Sat, 2018-02-17 14:33

Like a bunch of my friends around Anchorage, I struggled to stay conscious until 12:30 a.m. Saturday, waiting for the American women to compete in the cross-country skiing relay race at the Olympics.

It's been 42 years since the U.S. won its last, and only, Olympic medal in cross-country skiing. A lot of us thought that could change early Saturday, and some even expected it.

Instead — spoiler alert — the Americans fell out of contention 10 minutes into the hour-long race. I fell asleep, waking up half an hour later as Norway and Sweden duked it out on the homestretch for gold. The U.S. women finished fifth.

The result was a disappointment, not just for the American fans who watched but for the four athletes themselves. Sophie Caldwell, whose shaky first leg left the U.S. far behind the leaders, stood with tears in her eyes during an interview with her teammates afterward, Minnesota's Star Tribune newspaper reported.

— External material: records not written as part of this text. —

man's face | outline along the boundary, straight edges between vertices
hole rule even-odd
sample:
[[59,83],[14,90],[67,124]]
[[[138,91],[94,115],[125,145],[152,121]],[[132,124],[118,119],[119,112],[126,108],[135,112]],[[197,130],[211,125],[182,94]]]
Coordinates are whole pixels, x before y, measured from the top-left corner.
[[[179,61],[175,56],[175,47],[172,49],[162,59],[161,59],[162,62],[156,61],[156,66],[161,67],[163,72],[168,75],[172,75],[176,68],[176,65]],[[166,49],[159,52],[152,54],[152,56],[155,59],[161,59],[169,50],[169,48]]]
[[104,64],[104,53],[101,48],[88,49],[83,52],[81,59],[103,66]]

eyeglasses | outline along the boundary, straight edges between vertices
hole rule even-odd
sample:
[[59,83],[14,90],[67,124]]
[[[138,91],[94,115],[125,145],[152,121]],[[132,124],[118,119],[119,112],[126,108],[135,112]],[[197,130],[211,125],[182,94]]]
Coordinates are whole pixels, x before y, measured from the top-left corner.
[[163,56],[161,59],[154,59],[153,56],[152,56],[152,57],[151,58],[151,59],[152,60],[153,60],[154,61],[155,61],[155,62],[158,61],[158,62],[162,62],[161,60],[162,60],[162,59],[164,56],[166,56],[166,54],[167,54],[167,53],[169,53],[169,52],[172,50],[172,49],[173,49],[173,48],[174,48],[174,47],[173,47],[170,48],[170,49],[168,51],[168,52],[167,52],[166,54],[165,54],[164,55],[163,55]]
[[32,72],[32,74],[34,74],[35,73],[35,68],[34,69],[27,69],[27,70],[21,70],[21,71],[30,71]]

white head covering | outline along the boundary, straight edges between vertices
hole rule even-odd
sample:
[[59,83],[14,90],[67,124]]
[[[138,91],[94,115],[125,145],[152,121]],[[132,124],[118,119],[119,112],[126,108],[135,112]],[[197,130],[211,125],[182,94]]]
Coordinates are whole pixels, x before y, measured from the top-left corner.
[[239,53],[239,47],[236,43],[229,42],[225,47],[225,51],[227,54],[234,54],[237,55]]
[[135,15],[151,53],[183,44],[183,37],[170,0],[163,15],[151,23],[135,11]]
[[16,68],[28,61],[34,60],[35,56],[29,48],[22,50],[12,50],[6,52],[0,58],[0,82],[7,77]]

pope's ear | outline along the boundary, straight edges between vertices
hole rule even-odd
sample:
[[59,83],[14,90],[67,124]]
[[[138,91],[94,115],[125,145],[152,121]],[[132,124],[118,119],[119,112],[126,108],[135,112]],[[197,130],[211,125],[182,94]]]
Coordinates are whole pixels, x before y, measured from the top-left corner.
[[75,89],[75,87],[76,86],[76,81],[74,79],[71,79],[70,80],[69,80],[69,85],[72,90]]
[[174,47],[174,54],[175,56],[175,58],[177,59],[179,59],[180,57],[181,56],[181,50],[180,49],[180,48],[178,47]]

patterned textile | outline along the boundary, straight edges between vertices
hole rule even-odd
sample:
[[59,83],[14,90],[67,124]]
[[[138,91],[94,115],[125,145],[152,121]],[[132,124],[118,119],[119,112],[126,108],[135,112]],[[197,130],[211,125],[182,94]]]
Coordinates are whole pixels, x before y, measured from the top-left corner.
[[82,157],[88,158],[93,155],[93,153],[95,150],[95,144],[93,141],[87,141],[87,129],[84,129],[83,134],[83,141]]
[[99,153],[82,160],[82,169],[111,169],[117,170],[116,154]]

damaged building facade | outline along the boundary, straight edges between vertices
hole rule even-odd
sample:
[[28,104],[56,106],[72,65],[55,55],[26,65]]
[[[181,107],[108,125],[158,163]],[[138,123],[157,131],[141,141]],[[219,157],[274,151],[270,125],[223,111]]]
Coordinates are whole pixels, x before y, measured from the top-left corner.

The Olympics aren't over and the Americans' cross-country skiing hopes aren't completely extinguished: the women still have what might be their best shot at a medal in Wednesday's team sprint.

But if you watch that race on television, or read about afterwards, it's worth keeping in mind the increasingly blurry line between hopes and expectations.

Americans are conditioned to winning at the Olympics.

[Girdwood's Keegan Messing wraps up his Olympics with a 12th-place finish — and a smile]

We won the most medals at the 2016 and 2012 summer games, and trailed only hosts Russia at the 2014 Winter Olympics.

The relentless Olympic hype also creates a sense of inevitability. Days before the relay, the U.S. women sat down with Katie Couric — Katie Couric! — who, between highlights of podium finishes, promised to put glitter on her cheeks in solidarity with the team.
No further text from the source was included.